While much of the world views the upcoming United Nations summit on climate change as a step towards reducing the global reliance on fossil fuels, Premier Danielle Smith is taking a much different approach.
Believe it or not, she sees her trip to the COP28 conference in Dubai as a marketing opportunity for Alberta’s “clean” fossil fuel industry.
There’s certainly an element of chutzpah to Smith’s approach — or maybe it’s just dangerously unhelpful, like showing up at a weight watchers convention with a box of doughnuts.
But Smith is such a cheerleader for Alberta’s oil and gas industry, she’ll happily walk into the lion’s den to make her pitch.
“It occurred to me that on these major opportunities for international profile, we’ve got to be there to tell our own story,” Smith told reporters Tuesday. “I’ll be looking to tell the Alberta story and also see if we can get some investment in Alberta.”
These days, Alberta’s “story” is focused on the provincial government’s rediscovered interest in carbon capture and storage, a process that allows industry to keep burning fossil fuels but reduce their emissions by pumping the carbon dioxide underground.
In fact, Smith held Tuesday’s news conference to announce a new carbon capture incentive program that she hopes will generate $35 billion worth of investments by 2035. She is hoping to drum up some of those investments during her COP28 trip to the Middle East.
She’d also love some investments in Alberta’s related push for a massive “blue” hydrogen industry where natural gas is turned into clean-burning hydrogen. The process generates massive amounts of carbon dioxide emissions and the only way to deal with them is by pumping them underground via CCS.
That is what’s driving Alberta’s foray into CCS: to make Alberta the premier global supplier of choice for hydrogen exports.
But CCS is not the game-changer its proponents say it is, even when they add a U to the acronym to include “utilization” as a sop to the limited idea of using carbon dioxide to make some products like plastics.
CCS cannot make a significant dent in reducing emissions on a global scale, according to a new report from the International Energy Agency.

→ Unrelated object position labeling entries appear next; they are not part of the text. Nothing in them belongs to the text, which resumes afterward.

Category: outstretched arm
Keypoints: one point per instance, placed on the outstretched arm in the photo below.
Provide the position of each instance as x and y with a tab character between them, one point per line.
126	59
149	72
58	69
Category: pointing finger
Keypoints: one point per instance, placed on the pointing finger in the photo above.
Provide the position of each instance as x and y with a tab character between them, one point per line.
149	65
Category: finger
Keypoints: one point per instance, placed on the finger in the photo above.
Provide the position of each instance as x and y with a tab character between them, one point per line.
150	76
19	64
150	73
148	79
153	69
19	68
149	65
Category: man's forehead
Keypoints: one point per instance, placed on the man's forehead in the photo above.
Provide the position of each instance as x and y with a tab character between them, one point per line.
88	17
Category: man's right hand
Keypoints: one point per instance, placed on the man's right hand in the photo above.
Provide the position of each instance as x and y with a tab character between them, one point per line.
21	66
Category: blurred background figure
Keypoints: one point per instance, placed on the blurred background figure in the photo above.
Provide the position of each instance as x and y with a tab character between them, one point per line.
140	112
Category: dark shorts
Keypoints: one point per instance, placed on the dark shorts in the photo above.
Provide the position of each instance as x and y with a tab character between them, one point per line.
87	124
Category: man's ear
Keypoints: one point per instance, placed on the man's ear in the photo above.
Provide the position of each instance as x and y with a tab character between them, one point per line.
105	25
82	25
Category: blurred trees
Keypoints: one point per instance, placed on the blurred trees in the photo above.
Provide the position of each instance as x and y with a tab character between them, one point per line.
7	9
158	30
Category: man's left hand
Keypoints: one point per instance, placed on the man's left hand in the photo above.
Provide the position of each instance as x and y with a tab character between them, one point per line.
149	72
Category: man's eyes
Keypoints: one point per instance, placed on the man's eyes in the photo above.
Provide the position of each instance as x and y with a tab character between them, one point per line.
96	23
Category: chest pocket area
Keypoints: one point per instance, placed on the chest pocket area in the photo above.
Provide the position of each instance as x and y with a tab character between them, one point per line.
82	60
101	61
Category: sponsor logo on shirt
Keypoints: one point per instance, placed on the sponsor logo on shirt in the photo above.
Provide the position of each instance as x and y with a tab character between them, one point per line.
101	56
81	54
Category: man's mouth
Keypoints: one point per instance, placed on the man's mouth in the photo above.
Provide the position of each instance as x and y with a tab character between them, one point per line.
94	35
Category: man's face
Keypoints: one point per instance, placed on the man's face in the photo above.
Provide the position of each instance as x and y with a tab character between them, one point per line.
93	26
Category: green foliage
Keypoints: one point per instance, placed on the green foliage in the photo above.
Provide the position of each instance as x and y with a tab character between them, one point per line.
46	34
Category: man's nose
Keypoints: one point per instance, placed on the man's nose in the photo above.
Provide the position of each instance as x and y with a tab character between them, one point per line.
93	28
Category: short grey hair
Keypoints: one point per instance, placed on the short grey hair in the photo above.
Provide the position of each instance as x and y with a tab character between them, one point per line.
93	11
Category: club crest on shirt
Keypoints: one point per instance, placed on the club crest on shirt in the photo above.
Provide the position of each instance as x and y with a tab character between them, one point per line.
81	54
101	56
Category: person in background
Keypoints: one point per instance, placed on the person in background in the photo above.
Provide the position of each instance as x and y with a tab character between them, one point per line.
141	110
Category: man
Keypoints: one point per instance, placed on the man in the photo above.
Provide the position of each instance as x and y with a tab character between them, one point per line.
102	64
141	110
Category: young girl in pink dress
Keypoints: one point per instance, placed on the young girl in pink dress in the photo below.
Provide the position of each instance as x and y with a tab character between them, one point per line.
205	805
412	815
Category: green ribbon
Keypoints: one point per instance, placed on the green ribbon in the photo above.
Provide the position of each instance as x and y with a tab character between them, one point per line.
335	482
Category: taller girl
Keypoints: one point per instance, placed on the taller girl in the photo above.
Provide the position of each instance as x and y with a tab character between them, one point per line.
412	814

“Carbon capture, utilization and storage is an essential technology for achieving net zero emissions in certain sectors and circumstances, but it is not a way to retain the status quo,” says the report. “If oil and natural gas consumption were to evolve as projected under today’s policy settings, this would require an inconceivable 32 billion tonnes of carbon captured for utilization or storage by 2050.”
But Smith is not about to listen to the IEA, an organization she dismissed as “no longer credible” after it released a report in October saying fossil fuel demand will likely peak this decade.
When Smith arrives in Dubai with her fossil-fuel-friendly message, she won’t be alone. There will be more than 100 Alberta delegates, including officials from a consortium of large oilsands producers called Pathways Alliance that wants to build a 400-kilometre pipeline to transport carbon dioxide from 20 oilsands plants to be sequestered in an underground facility near Cold Lake.
Governments around the world would dearly love to keep burning fossil fuels. Carbon capture and storage carries the promise they can keep on doing that. Those governments, including Alberta’s, took a stab at it more than a decade ago but the projects proved to be complex, expensive and a drain on taxpayers, and didn’t live up to the hype.
The Alberta government has spent $1.2 billion on two projects in the past decade that sequester only about one million tonnes a year. Not the great success hoped for when the CCS experiment was announced 15 years ago. But it is enough apparently for Alberta to call itself a “world leader” and enough to embolden Smith to show up at COP28 with a pro-oil-and-gas message.
Given how too many governments are still looking for a magic bullet, Alberta’s delegates aren’t walking into a lion’s den. Especially when you consider that COP28 is being hosted by Sultan Ahmed Al Jaber, who is CEO of the United Arab Emirates’ national oil company, ADNOC.
Al Jaber also happens to be the UAE’s climate envoy.
If that doesn’t scream “conflict of interest” loudly enough — and environmental groups have certainly been screaming about it — there’s more.
The BBC reported this week that leaked documents indicate Al Jaber planned to use his role as host of COP28 to broker oil and gas deals with other countries.
In that context it would seem Smith will be among friends.
Unless, of course, she crosses paths with Canada’s environment minister, Steven Guilbeault, a man she said a few days ago was a “maverick” who “doesn’t seem to care about the Constitution.”
Smith insists she wants to find common ground with Guilbeault at COP28, and indeed the federal government is onside with Alberta when it comes to promoting carbon capture and storage.
But then again, on Monday Smith began the process to invoke the province’s contentious sovereignty act as a tactic to try to trip up the federal government’s yet-to-be-finalized Clean Electricity Regulations.
Smith will likely find she has more friends at a COP conference in Dubai than she has in Ottawa.